Zumtobel Group: Sensor-basiertes Lichtmanagement

Zumtobel Group: Sensor-basiertes Lichtmanagement

Case Study Zumtobel Group: Mit Sensor-basiertem Lichtmanagement Kosten (Energie, Wartung) sparen und neue Geschäftsmodelle etablieren

Kurzfassung

Die Zumtobel Group, ein internationaler Lichtkonzern und führend im Bereich der innovativen Lichtkomponenten, arbeitet gemeinsam mit Bosch Software Innovations an der Entwicklung von energieeffizienten und intelligenten gewerblichen Gebäuden. Im Pilotprojekt „Life Cycle Tower ONE“ (Rhomberg Group) in Dornbirn wurde ein innovatives Lichtmanagementsystem installiert, das den Nutzen von IoT mit vernetzten Lichtlösungen belegt. Das Gesamtsystem bietet dabei in Echtzeit Einblicke in die Bereiche Energieverbrauch, Energieeinsparung pro Leuchte, pro Etage und für das gesamte Gebäude, sowie Visualisierungen der Anwesenheitsdaten (Personen im Raum) und der Flächennutzung. Hinsichtlich der Wartung liefert das System Benachrichtigungen über fehlerhafte Leuchten und gibt Einblicke in die Betriebsstunden und die Nutzungshistorie des Beleuchtungssystems. Auf Basis dieser Daten lassen sich neue Geschäftsmodelle wie beispielsweise das Dienstleistungsangebot NOW! realisieren. Zumtobel Kunden wird hierbei Licht als Service angeboten, indem ein optimiertes Beleuchtungsniveau, effiziente Lichtlösungen sowie dauerhafte Funktionalität mit der Möglichkeit zur attraktiven Finanzierung garantiert werden.

 

Hintergrundinformationen zur Fallstudie

Zumtobel Group AG
 
Location
Headquarter: Dornbirn
Branche
Herstellung und Vertrieb von Lichtlösungen, Leuchten, Lichtkomponenten
Anzahl Mitarbeiter
Ca. 6.700 Mitarbeiter
Jahresumsatz
1.356 Mio. € Jahresumsatz (2015/16)
Hauptkunden/Branchen
Alle Applikationen im B2B Bereich (Retail/Commerce, Office/Logistics, Cities)
Wichtigste Märkte
Weltweite Präsenz, stark etabliert in europäischen Märkten
In der Fallstudie beschriebene Aktivität / Bereich
Vernetztes Licht durch Nutzung von IoT Technologien
***
Geschäftsmodellinnovation: Licht als Dienstleistung
**
Branchenübergreifende Kooperationen
**
Homepage des Unternehmens
www.zumtobelgroup.com

* = gewisse Bedeutung / in der Implementierungsphase** = wichtig / Teil der alltäglichen Geschäftsaktivität*** = sehr wichtig / kritische Business Funktion

 

Hintergrund, Ziele und Herausforderungen

Die Zumtobel Group ist ein internationaler Lichtkonzern und führend im Bereich der innovativen Lichtlösungen und Lichtkomponenten.

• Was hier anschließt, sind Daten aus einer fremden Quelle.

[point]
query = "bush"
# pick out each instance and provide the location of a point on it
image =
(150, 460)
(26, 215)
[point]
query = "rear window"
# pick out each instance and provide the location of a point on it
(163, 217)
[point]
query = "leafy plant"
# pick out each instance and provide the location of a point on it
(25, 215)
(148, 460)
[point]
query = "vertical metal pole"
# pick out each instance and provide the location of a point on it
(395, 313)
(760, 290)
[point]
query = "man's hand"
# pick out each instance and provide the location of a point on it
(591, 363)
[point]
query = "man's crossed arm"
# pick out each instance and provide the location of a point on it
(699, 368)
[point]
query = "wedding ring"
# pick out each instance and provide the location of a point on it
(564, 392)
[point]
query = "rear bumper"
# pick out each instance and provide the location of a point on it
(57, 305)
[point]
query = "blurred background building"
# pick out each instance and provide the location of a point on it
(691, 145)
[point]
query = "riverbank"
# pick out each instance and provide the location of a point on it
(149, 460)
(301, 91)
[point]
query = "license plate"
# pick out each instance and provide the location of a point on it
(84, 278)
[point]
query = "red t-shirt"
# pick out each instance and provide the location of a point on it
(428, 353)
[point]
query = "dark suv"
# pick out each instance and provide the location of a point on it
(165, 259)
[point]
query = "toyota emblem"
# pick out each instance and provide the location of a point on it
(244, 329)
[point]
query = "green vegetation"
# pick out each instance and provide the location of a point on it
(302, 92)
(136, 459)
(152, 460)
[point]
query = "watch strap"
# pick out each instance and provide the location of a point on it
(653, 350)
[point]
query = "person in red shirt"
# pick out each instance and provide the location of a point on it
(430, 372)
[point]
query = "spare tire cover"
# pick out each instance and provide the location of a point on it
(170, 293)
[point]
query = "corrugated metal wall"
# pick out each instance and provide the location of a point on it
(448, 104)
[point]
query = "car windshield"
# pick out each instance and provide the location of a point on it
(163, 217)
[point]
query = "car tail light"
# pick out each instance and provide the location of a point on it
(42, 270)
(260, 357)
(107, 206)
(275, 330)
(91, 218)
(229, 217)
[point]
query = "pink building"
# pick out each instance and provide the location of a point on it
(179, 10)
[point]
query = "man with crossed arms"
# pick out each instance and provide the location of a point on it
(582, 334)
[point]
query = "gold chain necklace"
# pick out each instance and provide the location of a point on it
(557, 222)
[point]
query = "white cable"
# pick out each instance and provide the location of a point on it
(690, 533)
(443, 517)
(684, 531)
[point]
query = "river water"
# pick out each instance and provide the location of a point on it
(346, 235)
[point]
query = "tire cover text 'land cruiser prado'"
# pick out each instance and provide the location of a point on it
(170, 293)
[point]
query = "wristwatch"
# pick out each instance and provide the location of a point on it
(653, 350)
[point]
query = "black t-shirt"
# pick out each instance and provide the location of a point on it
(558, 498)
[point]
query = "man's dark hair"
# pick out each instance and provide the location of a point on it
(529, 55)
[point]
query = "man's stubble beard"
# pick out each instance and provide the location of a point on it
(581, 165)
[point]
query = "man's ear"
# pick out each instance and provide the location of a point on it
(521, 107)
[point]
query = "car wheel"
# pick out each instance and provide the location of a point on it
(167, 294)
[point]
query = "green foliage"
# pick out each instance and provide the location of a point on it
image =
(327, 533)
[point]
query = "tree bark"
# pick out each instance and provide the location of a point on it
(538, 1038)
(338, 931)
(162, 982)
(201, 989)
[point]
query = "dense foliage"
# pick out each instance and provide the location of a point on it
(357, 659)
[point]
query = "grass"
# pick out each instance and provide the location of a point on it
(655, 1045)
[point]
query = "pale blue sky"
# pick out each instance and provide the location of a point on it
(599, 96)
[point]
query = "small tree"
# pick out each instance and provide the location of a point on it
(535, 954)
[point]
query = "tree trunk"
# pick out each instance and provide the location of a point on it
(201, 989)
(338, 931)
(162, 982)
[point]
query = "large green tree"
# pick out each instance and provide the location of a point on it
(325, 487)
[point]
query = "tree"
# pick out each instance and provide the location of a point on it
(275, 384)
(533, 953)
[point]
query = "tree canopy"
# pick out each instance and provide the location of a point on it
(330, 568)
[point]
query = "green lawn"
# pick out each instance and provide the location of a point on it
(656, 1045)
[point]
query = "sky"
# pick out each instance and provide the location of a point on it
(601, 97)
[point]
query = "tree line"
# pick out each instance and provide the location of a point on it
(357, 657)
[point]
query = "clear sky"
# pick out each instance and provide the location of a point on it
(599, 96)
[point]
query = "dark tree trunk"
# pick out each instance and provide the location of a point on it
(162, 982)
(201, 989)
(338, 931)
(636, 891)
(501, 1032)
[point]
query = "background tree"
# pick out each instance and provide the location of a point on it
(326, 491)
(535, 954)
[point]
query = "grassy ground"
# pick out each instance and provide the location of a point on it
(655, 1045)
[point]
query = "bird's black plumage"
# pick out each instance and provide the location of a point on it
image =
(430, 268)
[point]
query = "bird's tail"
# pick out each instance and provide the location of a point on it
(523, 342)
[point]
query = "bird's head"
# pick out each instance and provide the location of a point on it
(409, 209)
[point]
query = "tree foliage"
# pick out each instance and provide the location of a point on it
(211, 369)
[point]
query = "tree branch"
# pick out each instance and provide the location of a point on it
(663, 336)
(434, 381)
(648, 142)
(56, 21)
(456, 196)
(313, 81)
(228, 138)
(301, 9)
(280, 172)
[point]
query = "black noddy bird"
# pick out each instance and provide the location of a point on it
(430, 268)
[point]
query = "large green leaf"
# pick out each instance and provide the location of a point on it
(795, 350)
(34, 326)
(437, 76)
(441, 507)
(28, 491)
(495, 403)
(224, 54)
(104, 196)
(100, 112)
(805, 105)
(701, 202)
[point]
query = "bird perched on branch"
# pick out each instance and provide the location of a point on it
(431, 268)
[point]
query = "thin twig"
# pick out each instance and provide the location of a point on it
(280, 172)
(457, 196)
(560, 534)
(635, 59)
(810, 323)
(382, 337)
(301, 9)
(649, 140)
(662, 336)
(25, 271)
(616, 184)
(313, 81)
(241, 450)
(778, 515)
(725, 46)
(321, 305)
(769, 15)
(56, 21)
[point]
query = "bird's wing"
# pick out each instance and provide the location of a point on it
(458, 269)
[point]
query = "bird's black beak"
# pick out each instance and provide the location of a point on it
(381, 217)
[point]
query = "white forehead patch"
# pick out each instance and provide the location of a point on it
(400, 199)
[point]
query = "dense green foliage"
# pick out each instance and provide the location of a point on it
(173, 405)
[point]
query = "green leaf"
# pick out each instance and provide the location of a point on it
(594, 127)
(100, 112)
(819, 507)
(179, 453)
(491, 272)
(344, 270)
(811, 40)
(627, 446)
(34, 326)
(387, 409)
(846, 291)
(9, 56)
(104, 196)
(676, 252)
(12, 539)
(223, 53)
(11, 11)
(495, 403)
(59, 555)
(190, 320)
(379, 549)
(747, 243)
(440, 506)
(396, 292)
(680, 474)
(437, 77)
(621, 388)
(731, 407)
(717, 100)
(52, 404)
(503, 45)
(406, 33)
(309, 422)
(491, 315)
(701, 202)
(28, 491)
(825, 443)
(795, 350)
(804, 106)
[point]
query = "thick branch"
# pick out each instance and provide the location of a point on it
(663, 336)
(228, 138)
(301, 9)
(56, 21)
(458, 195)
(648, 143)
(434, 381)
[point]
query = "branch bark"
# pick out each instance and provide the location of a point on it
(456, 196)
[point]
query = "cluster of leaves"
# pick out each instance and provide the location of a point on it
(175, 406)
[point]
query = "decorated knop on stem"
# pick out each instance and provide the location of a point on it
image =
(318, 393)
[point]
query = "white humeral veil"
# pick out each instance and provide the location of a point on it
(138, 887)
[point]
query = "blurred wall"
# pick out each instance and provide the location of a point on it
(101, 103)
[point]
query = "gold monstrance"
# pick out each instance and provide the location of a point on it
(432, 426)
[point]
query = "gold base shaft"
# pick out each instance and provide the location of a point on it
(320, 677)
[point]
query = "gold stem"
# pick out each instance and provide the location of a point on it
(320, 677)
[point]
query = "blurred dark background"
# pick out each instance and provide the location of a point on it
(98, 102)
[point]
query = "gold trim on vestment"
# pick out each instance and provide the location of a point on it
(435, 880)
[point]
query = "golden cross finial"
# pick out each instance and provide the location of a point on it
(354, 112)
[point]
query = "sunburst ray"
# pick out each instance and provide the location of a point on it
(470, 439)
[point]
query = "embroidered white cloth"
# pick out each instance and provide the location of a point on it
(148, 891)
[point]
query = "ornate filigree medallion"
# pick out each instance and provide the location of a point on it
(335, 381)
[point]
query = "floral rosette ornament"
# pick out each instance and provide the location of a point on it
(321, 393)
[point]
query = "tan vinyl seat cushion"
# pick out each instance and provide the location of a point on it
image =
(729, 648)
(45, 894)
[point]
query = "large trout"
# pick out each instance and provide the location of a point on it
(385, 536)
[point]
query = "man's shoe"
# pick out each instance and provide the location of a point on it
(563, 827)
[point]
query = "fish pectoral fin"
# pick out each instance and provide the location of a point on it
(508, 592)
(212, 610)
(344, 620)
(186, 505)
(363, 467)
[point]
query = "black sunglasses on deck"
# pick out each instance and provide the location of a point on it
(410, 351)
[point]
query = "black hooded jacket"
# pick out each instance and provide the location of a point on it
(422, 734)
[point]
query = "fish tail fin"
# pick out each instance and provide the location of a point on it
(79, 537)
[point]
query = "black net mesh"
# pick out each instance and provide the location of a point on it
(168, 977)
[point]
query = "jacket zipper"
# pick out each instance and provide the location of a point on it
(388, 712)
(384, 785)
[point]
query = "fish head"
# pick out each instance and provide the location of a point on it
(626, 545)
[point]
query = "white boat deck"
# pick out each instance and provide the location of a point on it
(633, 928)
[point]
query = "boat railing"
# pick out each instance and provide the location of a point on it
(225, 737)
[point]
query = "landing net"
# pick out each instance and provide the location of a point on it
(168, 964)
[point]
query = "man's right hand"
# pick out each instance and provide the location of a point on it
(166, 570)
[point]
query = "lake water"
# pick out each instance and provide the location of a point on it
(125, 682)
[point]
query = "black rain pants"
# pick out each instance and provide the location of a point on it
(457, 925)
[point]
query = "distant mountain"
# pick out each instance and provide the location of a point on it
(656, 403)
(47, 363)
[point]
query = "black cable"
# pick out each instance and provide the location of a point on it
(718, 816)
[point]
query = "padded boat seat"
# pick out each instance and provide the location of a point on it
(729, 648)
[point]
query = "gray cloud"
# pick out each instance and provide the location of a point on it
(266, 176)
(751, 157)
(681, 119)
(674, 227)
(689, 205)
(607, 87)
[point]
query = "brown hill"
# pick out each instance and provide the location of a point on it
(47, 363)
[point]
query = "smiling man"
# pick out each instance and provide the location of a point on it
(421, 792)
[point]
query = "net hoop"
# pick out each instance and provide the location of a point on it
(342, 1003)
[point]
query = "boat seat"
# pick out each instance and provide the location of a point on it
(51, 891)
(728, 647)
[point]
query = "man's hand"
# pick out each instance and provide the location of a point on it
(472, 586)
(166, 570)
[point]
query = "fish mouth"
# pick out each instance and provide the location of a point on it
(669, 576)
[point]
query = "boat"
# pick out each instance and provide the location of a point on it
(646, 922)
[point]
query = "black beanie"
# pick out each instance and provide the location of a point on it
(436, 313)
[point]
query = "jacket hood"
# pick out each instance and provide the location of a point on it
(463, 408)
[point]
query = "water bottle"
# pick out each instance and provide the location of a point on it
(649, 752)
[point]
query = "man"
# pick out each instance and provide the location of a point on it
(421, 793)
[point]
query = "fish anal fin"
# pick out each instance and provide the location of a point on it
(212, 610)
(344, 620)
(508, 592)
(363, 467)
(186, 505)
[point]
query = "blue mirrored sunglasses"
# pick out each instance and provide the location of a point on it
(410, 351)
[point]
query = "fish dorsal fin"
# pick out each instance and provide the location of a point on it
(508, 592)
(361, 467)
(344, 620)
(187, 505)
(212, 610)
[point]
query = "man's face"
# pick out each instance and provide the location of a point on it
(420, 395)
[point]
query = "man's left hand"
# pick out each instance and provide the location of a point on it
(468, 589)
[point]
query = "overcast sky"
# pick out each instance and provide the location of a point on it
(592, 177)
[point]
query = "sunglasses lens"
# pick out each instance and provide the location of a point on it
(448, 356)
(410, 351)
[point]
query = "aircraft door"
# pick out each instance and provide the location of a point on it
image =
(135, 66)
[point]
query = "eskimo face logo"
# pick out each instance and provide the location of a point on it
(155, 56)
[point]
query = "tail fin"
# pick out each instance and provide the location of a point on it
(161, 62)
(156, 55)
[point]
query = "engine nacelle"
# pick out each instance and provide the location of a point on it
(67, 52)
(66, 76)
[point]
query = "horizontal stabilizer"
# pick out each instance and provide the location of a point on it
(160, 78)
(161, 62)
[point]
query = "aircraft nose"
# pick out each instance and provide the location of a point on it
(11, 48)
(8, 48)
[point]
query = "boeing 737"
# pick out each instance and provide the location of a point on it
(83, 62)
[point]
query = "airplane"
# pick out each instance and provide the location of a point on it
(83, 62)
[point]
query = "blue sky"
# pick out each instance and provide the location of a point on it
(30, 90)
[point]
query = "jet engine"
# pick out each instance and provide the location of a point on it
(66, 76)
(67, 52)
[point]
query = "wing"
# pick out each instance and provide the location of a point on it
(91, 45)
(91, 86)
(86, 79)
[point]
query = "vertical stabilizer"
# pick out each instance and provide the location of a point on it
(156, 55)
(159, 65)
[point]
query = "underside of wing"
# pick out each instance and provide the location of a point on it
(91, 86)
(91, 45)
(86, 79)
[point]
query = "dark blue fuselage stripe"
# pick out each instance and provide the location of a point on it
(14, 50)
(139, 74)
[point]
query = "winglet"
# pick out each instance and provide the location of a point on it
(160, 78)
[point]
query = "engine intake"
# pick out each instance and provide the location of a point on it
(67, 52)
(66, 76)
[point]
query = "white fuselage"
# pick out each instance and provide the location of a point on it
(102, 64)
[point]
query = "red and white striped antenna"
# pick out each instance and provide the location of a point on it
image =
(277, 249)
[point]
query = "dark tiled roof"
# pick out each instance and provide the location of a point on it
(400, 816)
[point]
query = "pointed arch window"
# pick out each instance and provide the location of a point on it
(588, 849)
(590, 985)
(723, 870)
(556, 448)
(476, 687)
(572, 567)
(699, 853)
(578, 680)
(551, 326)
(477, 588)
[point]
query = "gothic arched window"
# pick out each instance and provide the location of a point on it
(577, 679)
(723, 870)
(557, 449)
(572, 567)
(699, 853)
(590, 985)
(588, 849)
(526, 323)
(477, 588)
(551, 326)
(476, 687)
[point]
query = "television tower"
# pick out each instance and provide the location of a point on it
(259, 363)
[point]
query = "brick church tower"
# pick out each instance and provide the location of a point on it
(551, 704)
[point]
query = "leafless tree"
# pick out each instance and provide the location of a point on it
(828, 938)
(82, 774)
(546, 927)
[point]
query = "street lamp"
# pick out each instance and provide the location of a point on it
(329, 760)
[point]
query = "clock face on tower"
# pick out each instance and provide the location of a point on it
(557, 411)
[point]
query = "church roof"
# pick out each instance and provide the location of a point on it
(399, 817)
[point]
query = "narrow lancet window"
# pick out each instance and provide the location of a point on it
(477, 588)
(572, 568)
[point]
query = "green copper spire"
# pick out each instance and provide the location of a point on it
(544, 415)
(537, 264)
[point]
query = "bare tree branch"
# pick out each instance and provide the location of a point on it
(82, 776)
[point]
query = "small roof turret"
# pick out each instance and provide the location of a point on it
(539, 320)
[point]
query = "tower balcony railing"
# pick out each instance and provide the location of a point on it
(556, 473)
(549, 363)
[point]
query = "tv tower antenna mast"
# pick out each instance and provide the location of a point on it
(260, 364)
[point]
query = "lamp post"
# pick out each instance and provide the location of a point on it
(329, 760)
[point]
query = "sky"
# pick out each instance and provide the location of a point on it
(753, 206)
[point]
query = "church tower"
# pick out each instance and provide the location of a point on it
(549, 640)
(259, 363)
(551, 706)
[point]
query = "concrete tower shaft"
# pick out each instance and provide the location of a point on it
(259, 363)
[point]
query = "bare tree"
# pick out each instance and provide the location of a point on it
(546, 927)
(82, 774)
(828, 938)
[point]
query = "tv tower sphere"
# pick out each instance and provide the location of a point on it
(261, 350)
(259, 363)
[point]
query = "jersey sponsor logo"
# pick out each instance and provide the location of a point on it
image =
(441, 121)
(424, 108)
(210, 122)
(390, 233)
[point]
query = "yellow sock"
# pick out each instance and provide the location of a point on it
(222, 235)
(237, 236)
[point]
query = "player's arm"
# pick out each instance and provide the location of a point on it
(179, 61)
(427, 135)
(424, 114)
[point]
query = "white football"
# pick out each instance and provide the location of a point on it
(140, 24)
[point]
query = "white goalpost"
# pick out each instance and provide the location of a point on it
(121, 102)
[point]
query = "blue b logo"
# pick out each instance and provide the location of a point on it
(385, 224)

Mit ihren drei international etablierten Marken Thorn, Tridonic und Zumtobel, dem neuen Geschäftsbereich Zumtobel Group Services, sowie den beiden kleineren Marken acdc und Reiss bietet die Unternehmensgruppe ihren Kunden in aller Welt ein umfassendes Produkt- und Serviceangebot. Im Leuchtengeschäft ist das Unternehmen mit den Marken Thorn, Zumtobel und acdc europäischer Marktführer. Über die Marke Reiss besteht außerdem ein OEM-Geschäft für Leuchten höherer Schutzart. Mit der Komponentenmarke Tridonic nimmt der Konzern in der Herstellung von Hard- und Software für Beleuchtungssysteme (LED-Lichtquellen, LED-Driver, Sensoren und Lichtmanagement) eine weltweit führende Rolle ein.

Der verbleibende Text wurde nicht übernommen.